Treatment of CLABSIs in Children
ABSTRACT & COMMENTARY
By Philip R Fischer, MD, DTM&H
Professor of Pediatrics, Department of Pediatric and Adolescent, Medicine, Mayo Clinic, Rochester, MN.
Dr. Fischer reports no financial relationships in this field of study.
Source: Wolf J, et al. Central line-associated bloodstream infection in children: An update on treatment. Pediatr Infect Dis J 2013;32:905-910.
Wolf and colleagues reviewed the current management of central line-associated bloodstream infection (CLABSI) in children, primarily focusing on non-neonates with long-term tunneled central venous catheters. Current treatments have a high failure rate predominantly due to relapse and reinfection because of the difficulty in preventing and eradicating intraluminal biofilm.
Infection rates vary depending on device type and patient characteristics; infection rates of 11 per 1000 catheter days are reported in infants with intestinal deficiency. Coagulase-negative and coagulase-positive staphylococci, enterococcus, and gram negative enteric bacteria join Candida as likely microbial etiologies of the infections. After the initial weeks following catheter insertion, intraluminal colonization is the most important source of infection, and bacteria can "hide" in biofilms along the catheter walls. CLABSI accounts for prolonged hospitalizations (median of 12 days in 1 study1), additional costs, missed medication doses, removal/replacement of central venous catheters, some intravascular thrombosis and rarely, death.

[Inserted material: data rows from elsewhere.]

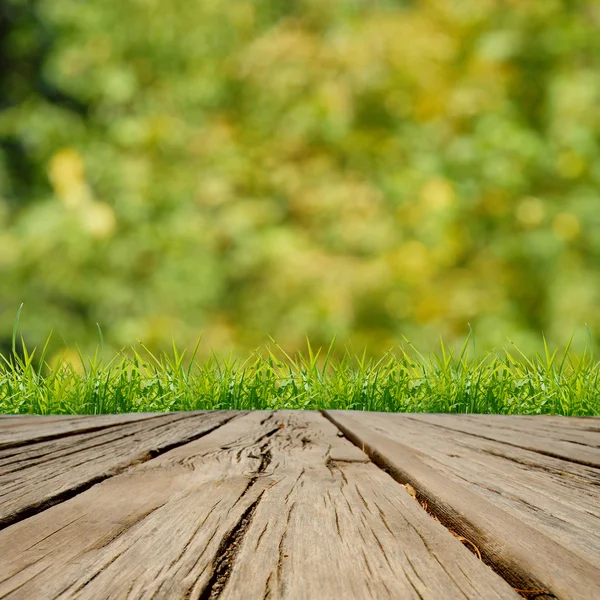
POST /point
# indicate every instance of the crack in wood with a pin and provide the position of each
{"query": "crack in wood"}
(228, 549)
(448, 517)
(38, 507)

CLABSI typically, but not always, presents with fever and chills. The cutaneous insertion site does not usually appear to be abnormal. When simultaneously obtained blood cultures show growth more than 2½ hours sooner when drawn from the catheter than from a peripheral vein, the infection is assumed to be related to (and not just associated with) the catheter. Similarly, variations of three hours or more in the delay to positivity between samples taken from different lumens are strongly associated the more rapidly positive site being in causal relation to the bloodstream infection.

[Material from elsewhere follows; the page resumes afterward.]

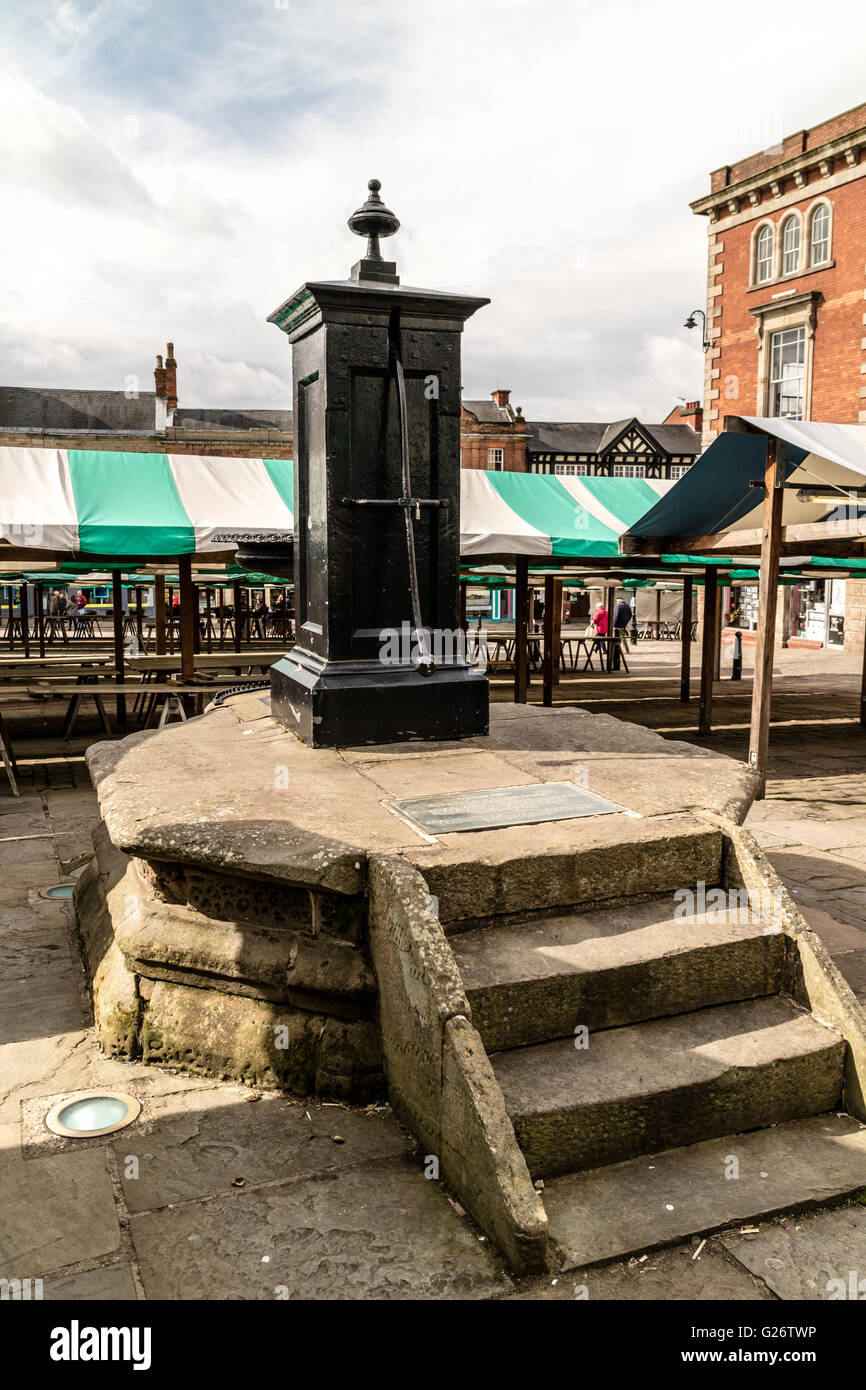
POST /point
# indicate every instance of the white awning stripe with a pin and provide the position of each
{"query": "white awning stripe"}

Catheter salvage is often desirable, especially when a complicated child has limited potential replacement sites for another catheter and when the costs and medical risks of catheter replacement are high. Of course, catheters that are not being used for essential treatment can be removed, whether infected or not.
Catheters associated with tunnel infections and thrombophlebitis carry higher risk of adverse outcomes and should be removed. CLABSI due to fungi and mycobacteria have approximately 70% recurrence rates when catheters are left in place; recurrence rates for S. aureus CLABSI are around 50%. Children with infections due to other microbes could be candidates for ongoing catheter salvage attempts if the infection clears within 72 hours. If the catheter is removed, it should not be replaced until blood cultures demonstrate clearance of the blood stream infection.

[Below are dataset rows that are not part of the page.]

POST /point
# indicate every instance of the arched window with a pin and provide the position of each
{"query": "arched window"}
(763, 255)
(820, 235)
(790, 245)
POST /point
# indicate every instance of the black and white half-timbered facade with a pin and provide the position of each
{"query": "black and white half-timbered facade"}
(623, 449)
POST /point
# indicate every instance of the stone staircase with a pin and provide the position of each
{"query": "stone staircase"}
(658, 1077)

Initial antibiotic therapy of a child with CLABSI should usually include vancomycin and broad-spectrum Gram-negative coverage (such as gentamicin or piperacillin-tazobactam or cefepime). If multiresistant Gram-negative infection is considered to be likely, meropenem could be used. If the patient is clinically septic, coverage with a second agent of a different class that provides broad spectrum Gram-negative activity could be considered. Antibiotic doses can be administered by rotating injection sites between the different lumens of the potentially infected catheter. Treatment should continue for 10 to 14 days after the infection is cleared (or the catheter removed); however, post- line removal treatment for "just" 5 to 7 days might be adequate for infections with coagulase-negative staphylococci.
In addition, treatment failures might be avoided by adding catheter lock therapy to systemic antibiotic therapy. An antimicrobial agent can be instilled into a potentially infected lumen in a volume adequate to fill that lumen. This can provide hours (or even days) of contact between high levels of anti-microbials and bacteria in the intraluminal biofilm. Various antibiotics and ethanol have been tried for this purpose. Catheter lock therapy seems safe, but studies so far have been small and inadequately powered to conclusively prove superiority of catheter lock therapy over "just" conventional systemic therapy. (Initial studies with hydrochloric acid lock therapy raised concern for mechanical complications.) Nonetheless, antibiotic lock therapy is recommended for adults and children with CLABSI.
Children are reaping the benefits of powerful advances in medical technology. At the same time, however, they may serve as proverbial lightning rods taking the heat before others know of danger. Children help us learn of the impact of anesthesia on brains,2 CT scans on developing cells,3 and indwelling venous catheters on microbial stability.